This noncommittal philosophizing was hardly agreeable to the ears of a man whose command was already drawn up under arms and waiting impatiently for the proper authorities to give the word “go.” It could not have failed to increase Jackson’s distaste for Jefferson.

The friendly relations between Burr and Jackson continued as late as November 3. Then, within a week, Jackson’s attitude underwent a sudden reversal. The change came with the visit to the Hermitage of a Captain Fort, a stranger to the General. Fort stayed for the night and part of a day. By this time the country was seething with rumors of a conspiracy, and the conversation between the master of the Hermitage and his guest turned on that subject. Captain Fort ventured the opinion that part of the plot was the division of the Union.

The General asked him how it would be done. Captain Fort replied that it would be done by seizing New Orleans and the bank there, closing the port, conquering Mexico, and uniting part of the Union to that country. It was to be accomplished, he said, with the aid of Federal troops under the command of General James Wilkinson. Jackson inquired if Burr was involved. Fort replied that he did not know. Asked where he got his information, he said it came from Col. John Swartwout of New York. At this the General pricked up his ears, for Swartwout was well known as a political lieutenant of Burr.

Impressed and shocked, Jackson acted with characteristic directness. He ordered Coffee to accept no more contracts from Burr. He penned a letter to Burr in strong terms, telling him of his suspicions and warning him that until they were cleared from his mind he wished no further intimacy to exist between them.

While Jackson had only suspicions of Burr he appears to have been convinced of the guilt of Wilkinson, whom he had known in years past, with whom he had had business dealings, and for whom he had no love. To Gov. William C. C. Claiborne, of the New Orleans territory, he dispatched a dramatic warning: “Indeed I fear treachery has become the order of the day.... Put your town in a state of defense. Organize your militia and defend your city as well against internal enemies as external.... Be upon the alert; and keep a watchful eye upon the General [Wilkinson] and beware of an attack as well from our own country as Spain.” In his idle moments at the Hermitage between horse races and duels General Jackson must have been dipping into Shakespeare. The letter continued: “I fear there is something rotten in the State of Denmark.... Beware the month of December. I love my country and government, I hate the Dons; I would delight to see Mexico reduced; but I will die in the last ditch before I yield a foot to the Dons, or see the Union disunited. This I write for your own eyes, and for your safety; profit by it and the Ides of March remember.”

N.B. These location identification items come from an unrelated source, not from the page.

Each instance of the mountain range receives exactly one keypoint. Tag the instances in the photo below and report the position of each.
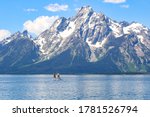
(87, 43)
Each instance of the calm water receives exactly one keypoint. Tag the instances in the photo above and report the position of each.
(75, 87)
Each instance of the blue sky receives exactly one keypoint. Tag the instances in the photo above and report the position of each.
(17, 15)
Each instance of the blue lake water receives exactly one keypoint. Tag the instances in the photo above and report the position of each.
(75, 87)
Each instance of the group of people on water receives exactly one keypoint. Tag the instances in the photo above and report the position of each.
(56, 75)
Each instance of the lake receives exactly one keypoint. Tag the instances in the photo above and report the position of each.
(75, 87)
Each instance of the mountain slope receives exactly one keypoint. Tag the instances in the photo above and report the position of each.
(17, 51)
(89, 42)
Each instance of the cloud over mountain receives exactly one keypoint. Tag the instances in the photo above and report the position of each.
(56, 7)
(114, 1)
(4, 34)
(40, 24)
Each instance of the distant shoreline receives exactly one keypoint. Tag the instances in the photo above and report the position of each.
(77, 74)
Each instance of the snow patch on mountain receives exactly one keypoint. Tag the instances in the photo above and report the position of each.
(116, 29)
(69, 30)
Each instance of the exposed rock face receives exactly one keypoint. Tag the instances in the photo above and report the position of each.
(89, 42)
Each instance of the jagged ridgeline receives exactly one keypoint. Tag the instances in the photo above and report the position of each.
(89, 42)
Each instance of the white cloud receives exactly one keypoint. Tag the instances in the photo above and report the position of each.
(30, 10)
(114, 1)
(77, 9)
(56, 7)
(40, 24)
(4, 34)
(124, 6)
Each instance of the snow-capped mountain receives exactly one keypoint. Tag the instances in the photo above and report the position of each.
(89, 42)
(17, 51)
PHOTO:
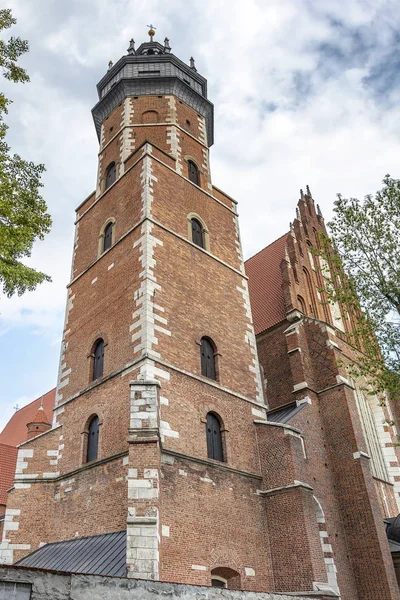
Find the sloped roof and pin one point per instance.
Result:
(96, 555)
(285, 413)
(8, 458)
(265, 285)
(15, 432)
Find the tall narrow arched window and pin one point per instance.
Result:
(207, 355)
(214, 438)
(111, 174)
(302, 305)
(313, 304)
(107, 241)
(98, 359)
(193, 172)
(197, 233)
(93, 439)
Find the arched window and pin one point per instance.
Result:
(197, 233)
(207, 358)
(107, 241)
(150, 116)
(93, 439)
(98, 359)
(214, 438)
(302, 305)
(218, 581)
(313, 304)
(111, 174)
(193, 172)
(225, 577)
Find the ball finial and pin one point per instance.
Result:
(151, 32)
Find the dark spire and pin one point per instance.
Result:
(131, 49)
(152, 32)
(167, 47)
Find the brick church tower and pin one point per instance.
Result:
(163, 460)
(159, 382)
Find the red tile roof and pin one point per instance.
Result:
(8, 458)
(15, 432)
(265, 285)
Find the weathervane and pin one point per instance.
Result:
(152, 31)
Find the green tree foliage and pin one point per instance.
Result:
(365, 280)
(23, 212)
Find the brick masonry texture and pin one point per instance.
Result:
(48, 585)
(294, 507)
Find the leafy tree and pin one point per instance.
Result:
(365, 236)
(23, 216)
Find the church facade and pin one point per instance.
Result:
(203, 406)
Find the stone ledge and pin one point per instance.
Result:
(63, 586)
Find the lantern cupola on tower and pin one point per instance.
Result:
(152, 69)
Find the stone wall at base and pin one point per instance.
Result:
(52, 585)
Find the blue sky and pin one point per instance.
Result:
(305, 92)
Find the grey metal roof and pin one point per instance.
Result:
(96, 555)
(284, 414)
(161, 73)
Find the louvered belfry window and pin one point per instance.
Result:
(193, 172)
(207, 358)
(107, 237)
(93, 439)
(197, 233)
(214, 438)
(111, 174)
(98, 359)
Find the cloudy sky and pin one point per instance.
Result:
(305, 92)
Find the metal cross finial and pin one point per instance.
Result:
(152, 31)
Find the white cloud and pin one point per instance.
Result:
(291, 108)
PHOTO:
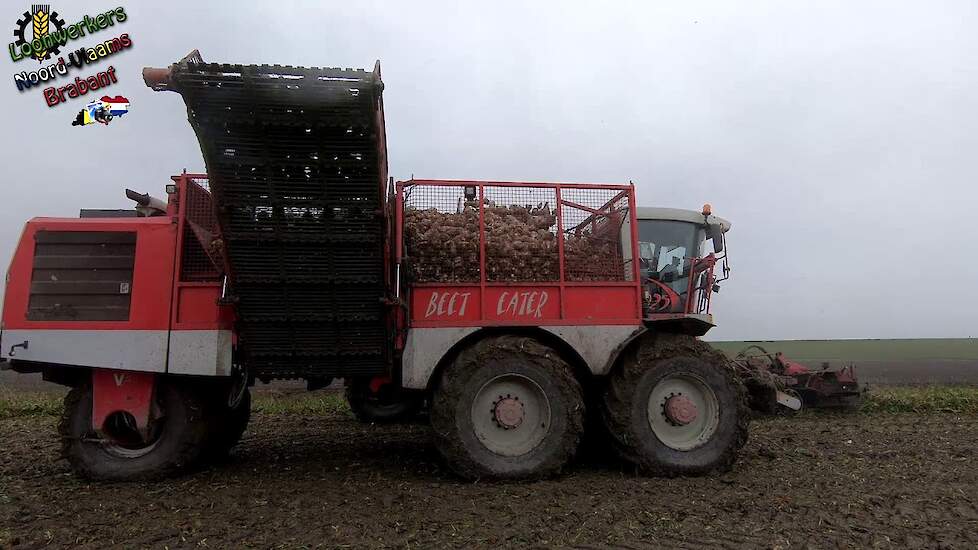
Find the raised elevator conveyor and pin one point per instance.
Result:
(296, 159)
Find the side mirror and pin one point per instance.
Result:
(715, 232)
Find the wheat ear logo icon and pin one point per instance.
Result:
(41, 22)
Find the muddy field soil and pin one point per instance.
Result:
(818, 480)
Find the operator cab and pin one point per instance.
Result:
(677, 252)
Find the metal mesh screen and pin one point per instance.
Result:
(296, 163)
(441, 234)
(202, 258)
(521, 234)
(592, 222)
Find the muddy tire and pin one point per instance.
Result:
(508, 408)
(675, 407)
(226, 425)
(180, 436)
(390, 404)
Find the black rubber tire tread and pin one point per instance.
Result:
(181, 444)
(226, 426)
(367, 412)
(659, 351)
(460, 381)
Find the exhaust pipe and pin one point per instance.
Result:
(146, 205)
(160, 80)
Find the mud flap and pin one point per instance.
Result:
(126, 391)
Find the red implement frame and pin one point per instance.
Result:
(577, 294)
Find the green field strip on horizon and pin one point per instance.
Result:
(924, 349)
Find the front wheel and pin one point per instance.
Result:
(174, 440)
(675, 408)
(508, 408)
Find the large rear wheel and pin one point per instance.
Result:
(674, 407)
(509, 408)
(174, 440)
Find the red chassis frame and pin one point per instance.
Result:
(559, 302)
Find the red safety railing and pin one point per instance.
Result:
(477, 253)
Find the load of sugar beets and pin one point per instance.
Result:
(521, 245)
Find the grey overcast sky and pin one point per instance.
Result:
(839, 137)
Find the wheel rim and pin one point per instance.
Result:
(511, 415)
(683, 411)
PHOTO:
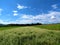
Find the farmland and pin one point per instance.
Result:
(30, 35)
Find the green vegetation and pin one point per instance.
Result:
(50, 26)
(30, 35)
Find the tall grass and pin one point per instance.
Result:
(49, 26)
(29, 36)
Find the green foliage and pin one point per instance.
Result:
(49, 26)
(29, 36)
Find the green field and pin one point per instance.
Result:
(30, 35)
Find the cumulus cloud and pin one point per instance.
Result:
(21, 6)
(54, 6)
(15, 13)
(1, 11)
(50, 17)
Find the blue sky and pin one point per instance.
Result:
(29, 11)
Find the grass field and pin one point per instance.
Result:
(30, 35)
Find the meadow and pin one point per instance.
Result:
(30, 35)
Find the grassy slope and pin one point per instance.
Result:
(50, 26)
(29, 36)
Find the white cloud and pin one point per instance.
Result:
(54, 6)
(1, 11)
(50, 17)
(21, 6)
(15, 11)
(15, 14)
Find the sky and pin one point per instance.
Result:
(29, 11)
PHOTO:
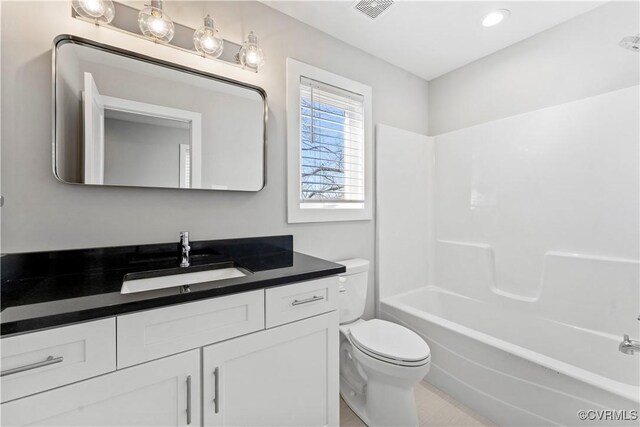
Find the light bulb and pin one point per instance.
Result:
(251, 55)
(495, 17)
(206, 40)
(97, 10)
(155, 23)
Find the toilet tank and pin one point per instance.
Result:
(353, 289)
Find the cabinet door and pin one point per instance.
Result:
(285, 376)
(165, 392)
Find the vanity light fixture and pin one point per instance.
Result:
(250, 55)
(95, 10)
(206, 39)
(155, 23)
(495, 17)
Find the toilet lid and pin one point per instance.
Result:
(390, 340)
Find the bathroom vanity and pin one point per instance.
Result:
(261, 349)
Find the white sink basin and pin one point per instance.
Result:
(180, 279)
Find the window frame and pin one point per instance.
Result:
(331, 211)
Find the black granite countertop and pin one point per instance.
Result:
(45, 289)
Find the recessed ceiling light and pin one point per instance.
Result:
(495, 17)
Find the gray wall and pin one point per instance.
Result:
(41, 213)
(574, 60)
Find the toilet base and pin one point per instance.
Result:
(355, 401)
(386, 407)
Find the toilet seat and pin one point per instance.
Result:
(390, 343)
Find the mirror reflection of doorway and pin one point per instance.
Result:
(133, 143)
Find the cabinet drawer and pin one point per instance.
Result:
(157, 333)
(289, 303)
(39, 361)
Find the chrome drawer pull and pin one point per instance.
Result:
(216, 399)
(308, 300)
(48, 361)
(189, 400)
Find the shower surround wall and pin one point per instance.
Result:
(536, 263)
(40, 213)
(535, 223)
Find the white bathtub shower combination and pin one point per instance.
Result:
(522, 243)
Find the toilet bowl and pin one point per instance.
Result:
(380, 361)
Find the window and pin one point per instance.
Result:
(329, 146)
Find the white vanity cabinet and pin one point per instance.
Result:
(264, 358)
(165, 392)
(285, 376)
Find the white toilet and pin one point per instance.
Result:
(380, 361)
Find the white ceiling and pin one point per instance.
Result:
(431, 38)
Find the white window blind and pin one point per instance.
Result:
(331, 146)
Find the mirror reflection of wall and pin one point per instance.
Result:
(122, 121)
(139, 144)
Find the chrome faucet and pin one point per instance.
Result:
(629, 346)
(184, 243)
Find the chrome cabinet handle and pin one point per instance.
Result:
(48, 361)
(216, 399)
(308, 300)
(189, 400)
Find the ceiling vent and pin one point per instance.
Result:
(373, 8)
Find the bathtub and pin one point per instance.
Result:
(517, 367)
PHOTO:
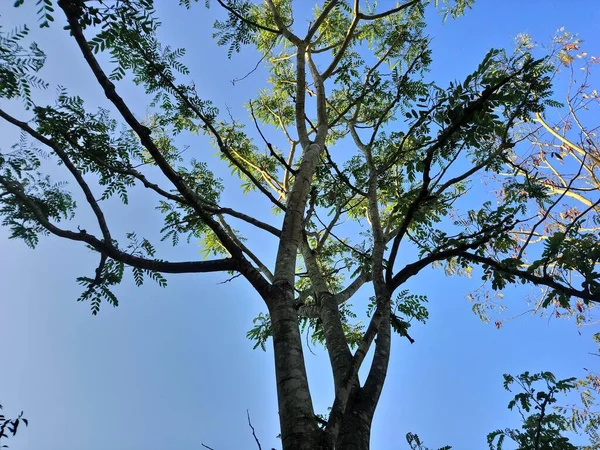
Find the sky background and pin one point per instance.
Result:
(163, 370)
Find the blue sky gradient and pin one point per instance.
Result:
(160, 372)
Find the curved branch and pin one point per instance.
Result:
(535, 279)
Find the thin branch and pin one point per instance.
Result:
(277, 156)
(89, 196)
(387, 13)
(535, 279)
(246, 21)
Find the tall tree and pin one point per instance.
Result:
(373, 187)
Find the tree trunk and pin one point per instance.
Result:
(299, 430)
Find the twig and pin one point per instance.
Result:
(253, 433)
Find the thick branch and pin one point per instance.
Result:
(109, 250)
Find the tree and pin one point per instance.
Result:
(378, 157)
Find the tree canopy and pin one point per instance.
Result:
(366, 163)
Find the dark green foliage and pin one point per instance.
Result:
(542, 427)
(18, 64)
(415, 443)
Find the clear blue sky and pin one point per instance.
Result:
(160, 371)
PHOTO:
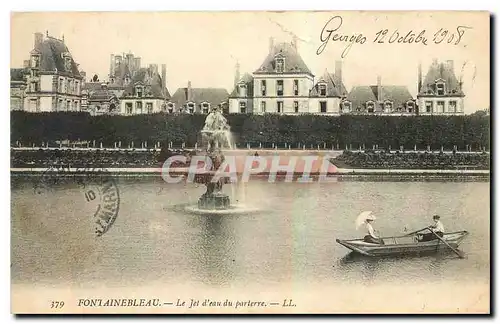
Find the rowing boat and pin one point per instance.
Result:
(405, 244)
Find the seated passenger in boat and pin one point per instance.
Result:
(371, 237)
(437, 227)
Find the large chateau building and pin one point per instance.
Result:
(284, 84)
(440, 92)
(49, 81)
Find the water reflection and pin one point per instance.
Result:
(213, 252)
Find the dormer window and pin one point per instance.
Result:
(35, 61)
(440, 88)
(243, 107)
(346, 106)
(139, 91)
(242, 90)
(279, 87)
(410, 106)
(322, 89)
(205, 107)
(387, 106)
(370, 106)
(263, 87)
(280, 64)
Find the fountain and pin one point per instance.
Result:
(215, 136)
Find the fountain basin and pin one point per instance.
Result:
(234, 209)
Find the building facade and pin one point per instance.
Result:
(197, 100)
(440, 92)
(380, 99)
(52, 79)
(284, 84)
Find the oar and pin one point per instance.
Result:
(460, 255)
(416, 231)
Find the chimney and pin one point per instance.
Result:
(163, 76)
(84, 76)
(137, 63)
(294, 42)
(112, 65)
(419, 85)
(450, 65)
(237, 74)
(379, 89)
(338, 72)
(189, 92)
(38, 39)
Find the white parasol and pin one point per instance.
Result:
(361, 219)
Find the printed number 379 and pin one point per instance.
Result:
(57, 304)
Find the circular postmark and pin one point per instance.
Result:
(97, 186)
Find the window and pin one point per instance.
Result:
(35, 61)
(33, 105)
(322, 106)
(440, 88)
(242, 90)
(279, 87)
(139, 92)
(280, 106)
(440, 106)
(243, 107)
(280, 65)
(34, 87)
(410, 106)
(322, 90)
(370, 106)
(346, 106)
(204, 107)
(453, 106)
(67, 63)
(428, 106)
(128, 108)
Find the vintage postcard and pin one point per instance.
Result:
(250, 162)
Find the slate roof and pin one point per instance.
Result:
(17, 74)
(442, 71)
(214, 96)
(334, 86)
(293, 61)
(152, 82)
(51, 52)
(247, 79)
(359, 95)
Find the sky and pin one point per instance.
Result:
(204, 47)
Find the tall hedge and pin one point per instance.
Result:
(269, 129)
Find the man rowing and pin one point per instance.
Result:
(371, 237)
(437, 227)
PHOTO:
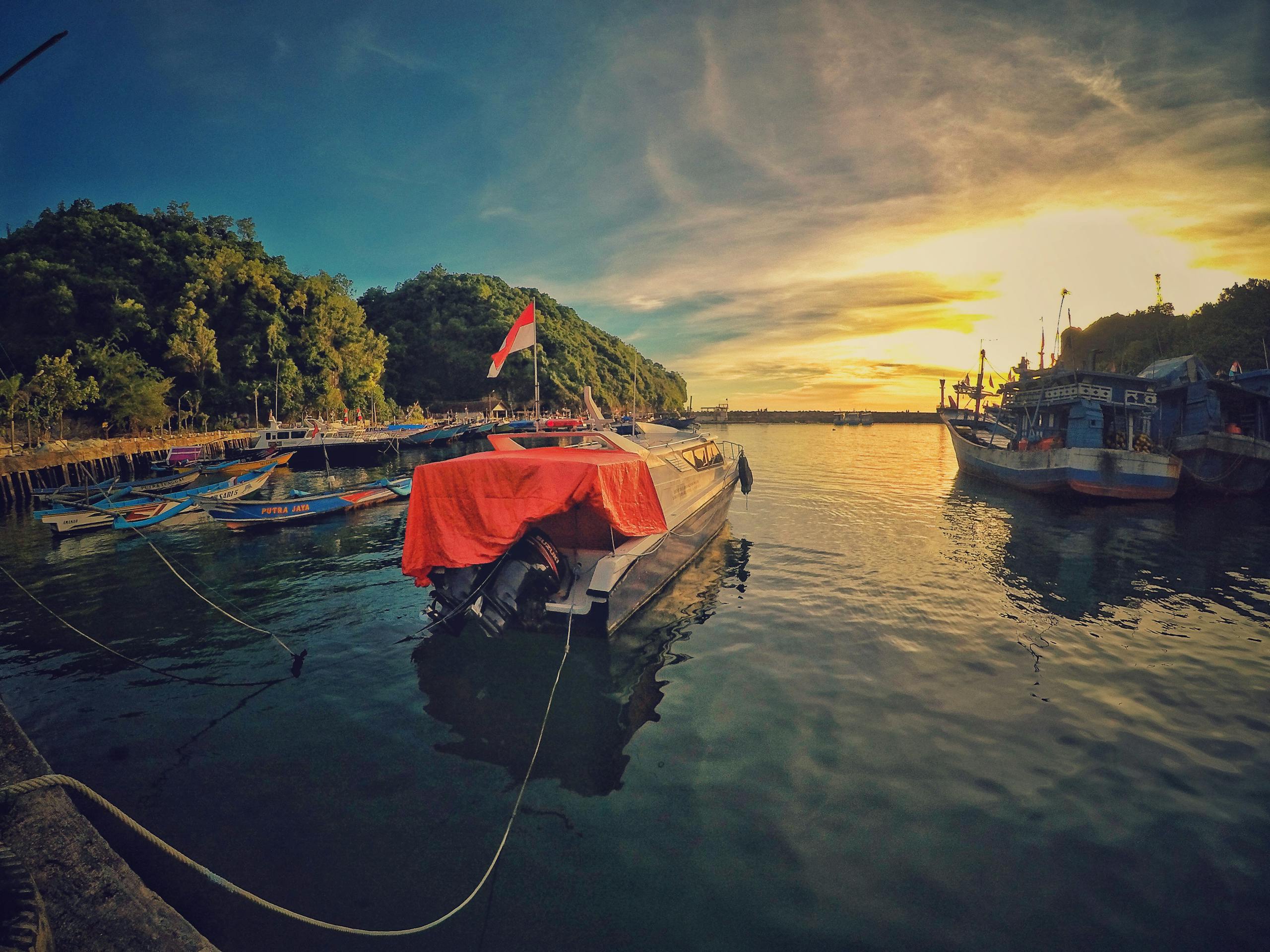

To Jackson’s demand for an explanation Burr gave prompt attention. According to the General he answered “with the most sacred pledges that he had not, nor never had, any views inimical or hostile to the United States, and whenever he was charged with the intention of separating the Union, the idea of insanity must be ascribed to him.”

General Jackson was not the only one demanding reassurances from Burr. When Burr was about to appear before the Kentucky Grand Jury at Frankfort he asked Henry Clay to defend him. Clay, too, wanted to hear from Burr’s own lips whether there was any substance to the charges that had been preferred by Daveiss and the Western World before accepting the commission. From Burr he got this categorical denial: “I have no design, nor have I taken any measure, to promote a dissolution of the Union or a separation of any one or more States from the residue.... I do not own a musket nor a bayonet, nor any single article of military stores, nor does any person for me, by my authority or with my knowledge.... Considering the high station you now fill in our national councils, I have thought these explanations proper, as well as to counteract chimerical tales, which malevolent persons have so industriously circulated, as to satisfy you that you have not espoused the cause of a man in any way unfriendly to the laws, the government or the interests of his country.”

Burr’s friend Senator John Smith, of Kentucky, also had expressed misgivings. To him Burr wrote: “I was greatly surprised and really hurt by the unusual tenor of your letter of the 23rd [October], and I hasten to reply to it as well for your satisfaction as my own. If there exists any design to separate the Western from the Eastern states, I am totally ignorant of it. I never harbored or expressed any such intention to anyone, nor did any person ever intimate such design to me.”

Following his exoneration by the Grand Jury in Kentucky, Burr went back to Nashville and called once more at the Hermitage. The General was not at home, but the visitor got a cool reception from Rachel. She evidently was not entirely satisfied by his written explanation to the General. Burr then put up at the tavern at nearby Clover Bottom where Jackson had a store. There he was confronted by Jackson and John Coffee and again protested he had no object in view except what was sanctioned by legal authority, and that, when the time came, he would produce the Secretary of War’s orders. According to one account not mentioned by Jackson in his letter to Campbell, Burr drew from his pocket a blank commission signed by Jefferson saying, “Gentlemen, I suppose this will satisfy you.”

Jackson concluded his letter to Campbell “... if he [Burr] is a traitor, he is the basest that ever did commit treason, and being tore to pieces and scattered to the four winds of heaven would be too good for him.”